Il collegio ha stabilito che i condannati dovranno risarcire – stabilendo provvisionali per circa 150mila euro – quasi tutti i poliziotti feriti durante gli scontri, i ministeri dell’Interno, della Difesa e dell’Economia, più i sindacati di polizia Sap, Siulp e Ugl. Le accuse dei pm Manuela Pedrotta e Nicoletta Squaglino andavano dalla violenza e resistenza a pubblico ufficiale alle lesioni, al danneggiamento. L’inchiesta è stata condotta dalla Digos di Torino, la stessa che nel gennaio del 2012 arrestò 26 persone, indagate insieme ad altre per i medesimi reati. Per il gip che valutò l’ordinanza di custodia cautelare, Federica Bompieri, gli scontri tra No Tav e forze dell’ordine fu un’azione «concertata, organizzata e, sul posto, addirittura coordinata». Di avviso contrario prima, durante (si consideri che il processo ha avuto un ritmo incalzante, con più di 200 udienze per più di 2 volte a settimana) e dopo i legali degli imputati. Per i quali si tratta di «ammende ingiustificate e pene spropositate, comminate in totale assenza di prove». Una volte lette le motivazioni, partiranno i ricorsi. «Se necessario ricorreremo anche alla Corte europea di giustizia» sostengono gli avvocati impegnati sul caso. «Non dovevamo valutare la fattibilità dell’opera pubblica ma solo i comportamenti e le condotte verificatisi in quei giorni attorno al cantiere» replicano dalle parti del tribunale. 

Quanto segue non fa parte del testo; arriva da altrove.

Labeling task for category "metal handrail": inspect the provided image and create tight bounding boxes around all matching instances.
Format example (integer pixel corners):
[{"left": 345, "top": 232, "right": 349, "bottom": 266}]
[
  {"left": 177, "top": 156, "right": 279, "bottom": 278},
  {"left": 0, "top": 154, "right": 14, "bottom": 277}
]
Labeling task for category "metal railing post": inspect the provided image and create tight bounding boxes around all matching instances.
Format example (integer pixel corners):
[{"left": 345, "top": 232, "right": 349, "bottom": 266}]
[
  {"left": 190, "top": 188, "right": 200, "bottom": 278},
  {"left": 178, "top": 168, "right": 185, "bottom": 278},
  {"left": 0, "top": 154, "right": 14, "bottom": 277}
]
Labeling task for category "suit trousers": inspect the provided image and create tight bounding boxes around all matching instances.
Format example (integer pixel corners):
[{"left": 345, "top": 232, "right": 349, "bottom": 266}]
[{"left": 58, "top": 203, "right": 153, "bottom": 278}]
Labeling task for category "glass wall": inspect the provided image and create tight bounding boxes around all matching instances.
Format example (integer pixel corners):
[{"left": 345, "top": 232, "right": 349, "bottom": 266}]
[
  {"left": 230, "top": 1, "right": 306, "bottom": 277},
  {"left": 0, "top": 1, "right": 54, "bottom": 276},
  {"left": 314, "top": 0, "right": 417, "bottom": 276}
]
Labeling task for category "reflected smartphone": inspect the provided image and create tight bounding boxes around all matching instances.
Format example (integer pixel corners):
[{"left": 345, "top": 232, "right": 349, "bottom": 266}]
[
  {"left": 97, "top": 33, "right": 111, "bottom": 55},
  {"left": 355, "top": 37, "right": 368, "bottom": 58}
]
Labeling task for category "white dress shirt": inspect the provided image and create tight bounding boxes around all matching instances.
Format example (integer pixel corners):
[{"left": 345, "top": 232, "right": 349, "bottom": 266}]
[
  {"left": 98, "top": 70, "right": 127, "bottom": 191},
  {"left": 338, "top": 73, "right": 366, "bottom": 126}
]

Oltre a quelli scoppiati in aula scanditi da un «Bella ciao», un canto anarchico e ipnotici «Vergogna-vergogna», ci sono stati altri disordini in strada, con relativo blocco della circolazione dei mezzi, proteste, disagi, automobilisti inferociti e caos. Sin dall’inizio il processo è stato caratterizzato da tensioni e condizionamenti multipli. Di qui la decisione di trasferirlo nell’aula bunker del carcere normalmente dedicata ai processi di mafia. Scelta pur essa contestata “vivacemente” dai no Tav, al punto che subito si optò per la celebrazione a porte chiuse. Ieri l’epilogo della prima fase di una storia che di certo non finirà qui.

Oltre a persone legate ai centri sociali, specie all’Askatasuna di Torino e il suo leader Giorgio Rossetto, tra i condannati ci sono l’ex brigatista Paolo Maurizio Milani, esponenti politici come Guido Fissore, consigliere comunale valsusino, e Andrea Vitali, responsabile organizzativo di Rifondazione comunista.

Gianni Tonelli, segretario generale Sap, uno dei maggiori sindacati di polizia si dice soddisfatto: «Le condanne confermano quello che abbiamo sempre sostenuto: la Valdisusa è diventata un parco giochi per facinorosi e devastatori, gente che non conosce legalità e democrazia, personaggi che ‘sporcano’ anche la causa No Tav. Grazie all’avvocato Bertolino, siamo stati i primi ad essere ammessi come parte civile e oggi abbiamo ottenuto una vittoria storica col riconoscimento di una provvisionale. Ringrazio la magistratura e in particolare la Procura di Torino per l’instancabile lavoro».